The law already gives a dispensation for things done under duress i.e. actions which are genuinely imposed on me by a third party or those which result from some mental disorder which prevents me from seeing the world around me as others see it. Other than in these cases, the cry ‘I couldn’t help myself’ is not normally a sufficient excuse when considering the pragmatic requirements of society - a failure to abide by the rules simply because we did not rate them as important enough to outweigh the contrary sway of our emotions is exactly what does call for a sanction to be imposed - precisely to help to protect society from lawlessness and to persuade me next time to decide differently. Our long experience tells us that it is necessary to ‘persuade’ people to do the ‘right thing’ at least within the limited range of actions governed by the law.
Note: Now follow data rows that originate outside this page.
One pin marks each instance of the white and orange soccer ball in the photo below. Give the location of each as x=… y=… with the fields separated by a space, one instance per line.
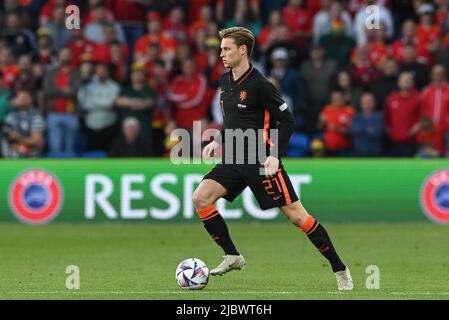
x=192 y=274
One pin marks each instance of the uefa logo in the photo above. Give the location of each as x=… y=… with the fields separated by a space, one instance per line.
x=435 y=197
x=35 y=197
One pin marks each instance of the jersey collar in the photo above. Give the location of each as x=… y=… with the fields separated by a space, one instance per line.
x=242 y=77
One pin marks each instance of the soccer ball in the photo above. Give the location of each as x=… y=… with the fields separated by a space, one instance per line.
x=192 y=274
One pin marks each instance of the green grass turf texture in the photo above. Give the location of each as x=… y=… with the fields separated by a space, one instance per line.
x=137 y=261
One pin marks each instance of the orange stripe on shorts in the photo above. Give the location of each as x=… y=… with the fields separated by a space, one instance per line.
x=205 y=212
x=284 y=188
x=308 y=224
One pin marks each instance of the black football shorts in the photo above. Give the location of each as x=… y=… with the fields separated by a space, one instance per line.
x=276 y=191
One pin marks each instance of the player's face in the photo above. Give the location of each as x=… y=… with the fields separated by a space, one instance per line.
x=230 y=53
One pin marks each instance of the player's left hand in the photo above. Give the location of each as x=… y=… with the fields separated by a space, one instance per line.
x=271 y=166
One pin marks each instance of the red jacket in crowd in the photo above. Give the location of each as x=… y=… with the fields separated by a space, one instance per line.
x=435 y=105
x=188 y=98
x=401 y=114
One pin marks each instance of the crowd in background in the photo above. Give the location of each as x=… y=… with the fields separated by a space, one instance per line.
x=138 y=69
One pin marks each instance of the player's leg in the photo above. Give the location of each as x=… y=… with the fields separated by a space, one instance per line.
x=318 y=235
x=204 y=198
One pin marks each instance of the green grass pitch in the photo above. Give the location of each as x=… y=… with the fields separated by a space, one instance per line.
x=137 y=261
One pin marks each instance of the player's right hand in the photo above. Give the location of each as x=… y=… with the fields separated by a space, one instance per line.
x=208 y=151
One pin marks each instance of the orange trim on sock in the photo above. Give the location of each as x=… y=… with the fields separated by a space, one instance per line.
x=284 y=188
x=311 y=231
x=210 y=217
x=203 y=213
x=308 y=224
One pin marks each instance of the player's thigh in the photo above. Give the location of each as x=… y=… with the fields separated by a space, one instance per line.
x=208 y=192
x=270 y=192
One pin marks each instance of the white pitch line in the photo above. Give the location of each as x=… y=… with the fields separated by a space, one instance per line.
x=186 y=292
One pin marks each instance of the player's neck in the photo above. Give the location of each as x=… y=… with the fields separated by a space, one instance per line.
x=239 y=70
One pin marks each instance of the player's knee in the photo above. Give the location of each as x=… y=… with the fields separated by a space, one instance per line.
x=200 y=200
x=297 y=221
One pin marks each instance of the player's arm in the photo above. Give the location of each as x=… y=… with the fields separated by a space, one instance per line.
x=278 y=109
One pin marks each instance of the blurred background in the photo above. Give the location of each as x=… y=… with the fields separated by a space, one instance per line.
x=138 y=69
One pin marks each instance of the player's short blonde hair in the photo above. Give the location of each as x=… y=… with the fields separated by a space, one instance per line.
x=241 y=36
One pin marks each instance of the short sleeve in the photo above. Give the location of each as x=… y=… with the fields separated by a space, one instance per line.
x=271 y=100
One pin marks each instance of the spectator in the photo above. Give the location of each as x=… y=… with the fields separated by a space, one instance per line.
x=401 y=117
x=23 y=129
x=131 y=142
x=362 y=69
x=361 y=18
x=429 y=140
x=174 y=27
x=137 y=100
x=335 y=120
x=187 y=93
x=351 y=92
x=154 y=36
x=60 y=34
x=319 y=74
x=317 y=149
x=296 y=53
x=289 y=80
x=428 y=31
x=298 y=21
x=94 y=30
x=375 y=41
x=20 y=40
x=8 y=67
x=46 y=55
x=419 y=70
x=366 y=128
x=227 y=10
x=409 y=37
x=435 y=101
x=26 y=79
x=387 y=84
x=60 y=89
x=79 y=46
x=269 y=33
x=244 y=16
x=131 y=17
x=97 y=99
x=442 y=53
x=337 y=45
x=5 y=106
x=322 y=22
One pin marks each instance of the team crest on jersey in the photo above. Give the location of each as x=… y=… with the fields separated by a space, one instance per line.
x=243 y=95
x=35 y=197
x=435 y=197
Although the penalty imposed by society for non-compliance with our laws becomes one of the factors weighed up when we decide what to do, the jury is actually still out on the best forms of persuasion currently available, although it seems that the probability of being caught is a very strong influence. Ultimately, of course, the best means of persuasion is for us somehow to live and feel the longer-term consequences of our actions more acutely. Only then will we possess the greater emotional counter-weight to short-termism that we need to have in today’s long-term world.

conclusion

So are my decisions free? For the reasons already given in this essay, it seems to me that it is an essentially meaningless question, except in contra-distinction to decisions made under duress. It is really only a matter of how I feel about my decisions, rather than any complicated philosophical problem. In normal circumstances, the relevant questions are simply: was my decision one which I felt at the time was right for me in all the circumstances; was it one which I had consciously thought through and was therefore willing to own?  This though is subject to the caveat that I have the feeling that, in the ideal world, we would be able to give greater emphasis than is currently the case to the long-term effects of our decisions.  Maybe Captain Kirk will be able to weigh things differently.

Paul Buckingham

© Paul Buckingham 1st February 2007; rev 14th June 2011, 13 June 2016, 17 March 2018.